Bojonegoro, 27 Maret 2025 – Ratusan mahasiswa dan warga Kabupaten Bojonegoro, Jawa Timur, menggelar aksi demonstrasi di depan Kantor Pemerintah atau Gedung DPRD Bojonegoro dengan tajuk ‘Veteran Memanggil’. Aksi ini dilakukan sebagai bentuk penolakan terhadap revisi Undang-Undang (UU) Tentara Nasional Indonesia (TNI) dan Rancangan Undang-Undang (RUU) Kepolisian dan Kejaksaan yang dinilai mengancam demokrasi dan hak-hak sipil.
Dalam orasi mereka, para pengunjuk rasa menyoroti proses pembahasan revisi UU TNI yang berlangsung secara tertutup. Komisi I DPR RI diketahui memulai perumusan dan sinkronisasi pada Senin, 17 Maret 2025, kemudian dilanjutkan dengan pembahasan hasil perumusan dalam rapat Panja pada Selasa, 18 Maret 2025. Selanjutnya, revisi UU TNI ini disahkan dalam Rapat Paripurna DPR pada Kamis, 20 Maret 2025. Beberapa perwakilan masyarakat sipil bahkan mengalami kriminalisasi ketika melakukan protes terhadap pembahasan tertutup revisi UU TNI di Hotel Fairmont, Jakarta, pada 15 Maret 2025.
Aksi protes ini juga dipicu oleh masuknya RUU TNI ke dalam Program Legislasi Nasional (Prolegnas) Prioritas 2025 setelah diterbitkannya Surat Presiden No. R12/Pres/02/2025 pada 18 Februari 2025. Kecepatan pembahasan revisi UU TNI ini berbanding terbalik dengan lambannya pengesahan RUU yang dinantikan publik, seperti RUU Perlindungan Pekerja Rumah Tangga (RUU PRT).
Revisi UU TNI yang telah disahkan mencakup tiga perubahan signifikan, yaitu terkait kedudukan, peran, dan masa dinas prajurit TNI. Pasal 3 menegaskan bahwa TNI berada di bawah Presiden dalam pengerahan kekuatan militer.

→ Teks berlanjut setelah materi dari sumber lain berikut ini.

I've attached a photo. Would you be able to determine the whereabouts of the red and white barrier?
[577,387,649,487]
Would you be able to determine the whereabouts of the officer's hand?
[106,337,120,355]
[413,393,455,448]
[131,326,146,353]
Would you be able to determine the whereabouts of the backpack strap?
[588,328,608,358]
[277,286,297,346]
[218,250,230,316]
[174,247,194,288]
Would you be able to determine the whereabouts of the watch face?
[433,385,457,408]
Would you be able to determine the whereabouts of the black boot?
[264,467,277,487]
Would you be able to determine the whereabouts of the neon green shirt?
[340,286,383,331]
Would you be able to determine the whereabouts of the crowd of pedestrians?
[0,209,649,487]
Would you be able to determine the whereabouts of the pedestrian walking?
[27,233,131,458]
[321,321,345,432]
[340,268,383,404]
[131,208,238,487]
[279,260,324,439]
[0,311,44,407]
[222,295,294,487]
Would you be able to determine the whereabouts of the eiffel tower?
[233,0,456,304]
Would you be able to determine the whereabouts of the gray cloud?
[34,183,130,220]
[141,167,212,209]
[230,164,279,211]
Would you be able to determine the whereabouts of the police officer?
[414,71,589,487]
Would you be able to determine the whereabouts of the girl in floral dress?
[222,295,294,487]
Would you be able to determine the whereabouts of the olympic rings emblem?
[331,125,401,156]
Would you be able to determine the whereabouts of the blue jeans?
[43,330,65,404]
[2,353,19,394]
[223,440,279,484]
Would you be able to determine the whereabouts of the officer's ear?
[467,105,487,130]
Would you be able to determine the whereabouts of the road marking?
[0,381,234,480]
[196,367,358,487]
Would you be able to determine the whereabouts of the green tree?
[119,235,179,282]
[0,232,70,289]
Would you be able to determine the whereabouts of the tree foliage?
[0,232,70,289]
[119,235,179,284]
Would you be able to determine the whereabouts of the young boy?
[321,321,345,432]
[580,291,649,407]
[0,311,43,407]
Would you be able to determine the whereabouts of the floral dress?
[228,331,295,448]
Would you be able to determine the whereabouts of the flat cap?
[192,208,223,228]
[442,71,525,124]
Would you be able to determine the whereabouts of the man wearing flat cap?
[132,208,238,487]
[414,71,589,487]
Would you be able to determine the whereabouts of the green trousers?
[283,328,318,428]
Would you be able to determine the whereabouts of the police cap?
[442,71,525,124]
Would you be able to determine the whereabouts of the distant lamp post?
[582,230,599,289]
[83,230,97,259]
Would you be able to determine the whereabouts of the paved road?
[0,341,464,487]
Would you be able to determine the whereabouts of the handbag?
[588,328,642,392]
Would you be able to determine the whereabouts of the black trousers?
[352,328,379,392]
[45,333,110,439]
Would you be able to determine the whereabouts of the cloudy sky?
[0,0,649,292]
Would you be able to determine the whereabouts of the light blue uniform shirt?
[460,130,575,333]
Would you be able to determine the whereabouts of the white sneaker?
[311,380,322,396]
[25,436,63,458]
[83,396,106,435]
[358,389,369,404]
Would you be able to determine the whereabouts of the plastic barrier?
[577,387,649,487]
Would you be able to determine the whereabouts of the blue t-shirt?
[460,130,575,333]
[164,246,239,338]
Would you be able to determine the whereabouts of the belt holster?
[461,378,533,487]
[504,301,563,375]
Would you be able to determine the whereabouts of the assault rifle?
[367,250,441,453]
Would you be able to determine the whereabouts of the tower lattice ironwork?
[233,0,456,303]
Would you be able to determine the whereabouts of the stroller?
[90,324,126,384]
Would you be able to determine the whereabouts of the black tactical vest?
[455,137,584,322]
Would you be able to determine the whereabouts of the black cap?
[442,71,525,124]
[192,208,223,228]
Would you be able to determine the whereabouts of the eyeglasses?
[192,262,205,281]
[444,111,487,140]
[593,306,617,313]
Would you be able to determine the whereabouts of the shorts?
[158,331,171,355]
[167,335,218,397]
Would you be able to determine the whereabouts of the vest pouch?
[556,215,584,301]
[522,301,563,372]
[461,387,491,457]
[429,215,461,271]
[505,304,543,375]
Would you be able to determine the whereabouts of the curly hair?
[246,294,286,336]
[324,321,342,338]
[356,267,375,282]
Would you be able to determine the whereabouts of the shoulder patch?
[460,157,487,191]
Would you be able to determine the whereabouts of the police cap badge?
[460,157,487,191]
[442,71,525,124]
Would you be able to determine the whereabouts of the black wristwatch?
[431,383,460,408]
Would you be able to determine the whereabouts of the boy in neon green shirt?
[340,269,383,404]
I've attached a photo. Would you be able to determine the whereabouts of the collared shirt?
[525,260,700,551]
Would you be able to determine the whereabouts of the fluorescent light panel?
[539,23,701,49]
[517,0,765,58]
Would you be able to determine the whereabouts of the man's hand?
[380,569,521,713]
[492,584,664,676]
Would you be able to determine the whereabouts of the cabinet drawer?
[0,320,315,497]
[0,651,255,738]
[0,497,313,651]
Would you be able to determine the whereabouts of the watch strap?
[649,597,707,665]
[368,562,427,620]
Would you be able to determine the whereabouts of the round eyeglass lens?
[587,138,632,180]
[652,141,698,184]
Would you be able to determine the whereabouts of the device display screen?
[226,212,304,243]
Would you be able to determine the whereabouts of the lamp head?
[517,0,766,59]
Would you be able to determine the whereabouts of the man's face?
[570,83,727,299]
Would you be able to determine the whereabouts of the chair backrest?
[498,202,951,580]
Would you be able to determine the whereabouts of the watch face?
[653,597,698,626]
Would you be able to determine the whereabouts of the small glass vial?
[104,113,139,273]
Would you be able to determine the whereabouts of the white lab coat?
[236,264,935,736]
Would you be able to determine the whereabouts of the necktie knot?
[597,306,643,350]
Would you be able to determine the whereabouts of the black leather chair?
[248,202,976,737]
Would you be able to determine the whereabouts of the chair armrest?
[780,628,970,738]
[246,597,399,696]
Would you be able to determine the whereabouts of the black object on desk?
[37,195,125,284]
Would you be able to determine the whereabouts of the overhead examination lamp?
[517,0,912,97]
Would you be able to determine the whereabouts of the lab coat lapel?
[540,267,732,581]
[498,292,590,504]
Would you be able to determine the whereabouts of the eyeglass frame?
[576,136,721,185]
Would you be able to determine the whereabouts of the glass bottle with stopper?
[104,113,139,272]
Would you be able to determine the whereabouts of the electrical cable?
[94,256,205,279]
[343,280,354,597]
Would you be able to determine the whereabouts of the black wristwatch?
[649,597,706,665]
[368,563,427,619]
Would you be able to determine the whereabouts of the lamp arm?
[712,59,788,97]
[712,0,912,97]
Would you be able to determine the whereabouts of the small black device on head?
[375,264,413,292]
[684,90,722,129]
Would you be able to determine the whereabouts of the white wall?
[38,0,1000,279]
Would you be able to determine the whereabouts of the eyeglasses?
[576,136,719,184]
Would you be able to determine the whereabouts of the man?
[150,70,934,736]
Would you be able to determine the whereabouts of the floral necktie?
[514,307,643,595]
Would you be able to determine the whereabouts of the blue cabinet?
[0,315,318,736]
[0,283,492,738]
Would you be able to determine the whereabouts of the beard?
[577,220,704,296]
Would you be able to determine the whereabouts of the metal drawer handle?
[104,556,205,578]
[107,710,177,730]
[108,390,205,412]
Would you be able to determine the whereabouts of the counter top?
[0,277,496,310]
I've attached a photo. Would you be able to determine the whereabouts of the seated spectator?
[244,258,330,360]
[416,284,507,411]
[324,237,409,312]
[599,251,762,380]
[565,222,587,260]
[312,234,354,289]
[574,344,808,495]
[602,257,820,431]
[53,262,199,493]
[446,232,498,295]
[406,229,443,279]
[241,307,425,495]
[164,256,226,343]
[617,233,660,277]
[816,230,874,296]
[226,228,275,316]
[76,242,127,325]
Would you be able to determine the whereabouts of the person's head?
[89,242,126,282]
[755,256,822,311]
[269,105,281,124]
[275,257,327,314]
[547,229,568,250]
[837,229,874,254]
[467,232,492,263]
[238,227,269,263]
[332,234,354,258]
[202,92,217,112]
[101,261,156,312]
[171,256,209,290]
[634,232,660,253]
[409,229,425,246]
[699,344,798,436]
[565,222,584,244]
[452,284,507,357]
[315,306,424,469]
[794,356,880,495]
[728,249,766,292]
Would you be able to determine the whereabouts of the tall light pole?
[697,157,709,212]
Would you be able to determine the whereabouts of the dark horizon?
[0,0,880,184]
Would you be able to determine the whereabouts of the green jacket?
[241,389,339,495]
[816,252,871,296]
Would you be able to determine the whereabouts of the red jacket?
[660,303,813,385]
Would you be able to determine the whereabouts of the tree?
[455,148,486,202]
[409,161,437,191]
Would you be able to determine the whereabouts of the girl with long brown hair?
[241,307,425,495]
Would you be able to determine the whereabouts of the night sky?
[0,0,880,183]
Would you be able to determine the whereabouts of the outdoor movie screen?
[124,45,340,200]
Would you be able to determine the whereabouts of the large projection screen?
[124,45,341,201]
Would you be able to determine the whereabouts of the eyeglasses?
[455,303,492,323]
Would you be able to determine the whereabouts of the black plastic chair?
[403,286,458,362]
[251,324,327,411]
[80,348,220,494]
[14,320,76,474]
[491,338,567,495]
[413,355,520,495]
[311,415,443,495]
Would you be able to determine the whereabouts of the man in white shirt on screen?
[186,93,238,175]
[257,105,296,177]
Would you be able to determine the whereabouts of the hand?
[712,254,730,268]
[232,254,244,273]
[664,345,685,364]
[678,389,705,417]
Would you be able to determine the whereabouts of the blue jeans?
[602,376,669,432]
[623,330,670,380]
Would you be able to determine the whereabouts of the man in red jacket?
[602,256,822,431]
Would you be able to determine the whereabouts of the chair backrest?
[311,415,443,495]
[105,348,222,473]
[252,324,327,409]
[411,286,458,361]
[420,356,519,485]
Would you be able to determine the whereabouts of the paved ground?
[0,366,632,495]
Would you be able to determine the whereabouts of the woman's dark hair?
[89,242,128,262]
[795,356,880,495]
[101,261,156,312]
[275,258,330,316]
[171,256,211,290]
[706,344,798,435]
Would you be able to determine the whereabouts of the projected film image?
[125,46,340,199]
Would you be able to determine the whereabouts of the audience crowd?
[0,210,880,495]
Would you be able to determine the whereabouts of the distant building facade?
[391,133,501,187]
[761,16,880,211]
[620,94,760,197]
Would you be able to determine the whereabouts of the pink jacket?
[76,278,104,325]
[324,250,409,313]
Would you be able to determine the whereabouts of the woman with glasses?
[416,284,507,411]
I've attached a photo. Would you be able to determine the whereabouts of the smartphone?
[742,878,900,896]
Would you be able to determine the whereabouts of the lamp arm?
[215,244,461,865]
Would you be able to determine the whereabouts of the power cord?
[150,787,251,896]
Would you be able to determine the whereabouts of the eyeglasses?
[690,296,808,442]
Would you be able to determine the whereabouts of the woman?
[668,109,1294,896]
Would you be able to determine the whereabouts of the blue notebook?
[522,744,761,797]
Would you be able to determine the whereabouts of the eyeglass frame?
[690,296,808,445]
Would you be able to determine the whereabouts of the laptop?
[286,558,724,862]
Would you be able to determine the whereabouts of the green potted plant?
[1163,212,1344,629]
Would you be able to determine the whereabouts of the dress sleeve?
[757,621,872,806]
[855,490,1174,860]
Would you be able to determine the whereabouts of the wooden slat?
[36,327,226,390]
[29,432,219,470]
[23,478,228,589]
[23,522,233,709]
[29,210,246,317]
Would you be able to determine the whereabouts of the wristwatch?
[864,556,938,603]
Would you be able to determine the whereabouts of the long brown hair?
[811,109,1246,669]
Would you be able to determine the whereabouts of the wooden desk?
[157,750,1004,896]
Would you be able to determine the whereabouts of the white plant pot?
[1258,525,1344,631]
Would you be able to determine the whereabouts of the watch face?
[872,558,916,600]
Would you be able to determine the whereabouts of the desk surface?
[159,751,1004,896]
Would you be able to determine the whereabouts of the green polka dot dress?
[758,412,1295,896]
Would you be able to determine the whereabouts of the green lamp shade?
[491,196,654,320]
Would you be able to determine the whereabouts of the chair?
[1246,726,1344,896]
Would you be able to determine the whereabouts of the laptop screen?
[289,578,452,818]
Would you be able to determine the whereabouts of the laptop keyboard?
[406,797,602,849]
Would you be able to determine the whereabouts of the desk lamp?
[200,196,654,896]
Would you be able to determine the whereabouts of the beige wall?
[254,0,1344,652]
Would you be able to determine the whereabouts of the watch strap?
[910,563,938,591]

Sementara itu, Pasal 7 memperluas tugas pokok TNI, termasuk di ranah siber, yang dikhawatirkan dapat mengancam kebebasan berekspresi. Selain itu, Pasal 47 menambah jumlah lembaga sipil yang dapat diisi prajurit aktif dari 10 menjadi 15 instansi, dan Pasal 53 memperpanjang batas usia pensiun perwira hingga 60 tahun serta bintara/tamtama hingga 58 tahun.
Para demonstran mengkhawatirkan bahwa sejumlah perubahan dalam revisi UU TNI ini akan memperkuat dwi fungsi militer, meningkatkan impunitas, serta mengancam prinsip demokrasi. Mereka juga menyoroti struktur hierarkis TNI yang berbasis rantai komando yang dinilai bertentangan dengan nilai-nilai demokrasi.
Selain itu, masyarakat Bojonegoro memiliki pengalaman pahit terkait keterlibatan militer dalam berbagai kepentingan perusahaan migas di masa lalu. Beberapa insiden yang menjadi catatan kelam adalah pemaksaan saat pembebasan lahan untuk pengeboran Banyu Urip pada 1998, pengamanan uji seismik Mobil Cepu Ltd pada 2002, serta penembakan warga yang menuntut ganti rugi atas kebocoran gas sumur Rahayu oleh Pertamina Devon Energy.
Dalam aksi tersebut, ratusan demonstran menuntut pencabutan UU TNI yang dianggap mengancam demokrasi dan hak-hak sipil. Mereka juga mendesak agar TNI kembali fokus pada tugas pertahanan dan keamanan negara serta meminta adanya proses hukum yang transparan dan akuntabel terhadap pelanggaran HAM masa lalu.
Hingga aksi berakhir, tidak ada satu pun anggota DPRD yang memberikan tanggapan terhadap tuntutan demonstran. Namun, pihak kepolisian yang mengawal jalannya aksi telah mencatat poin-poin yang disampaikan oleh massa.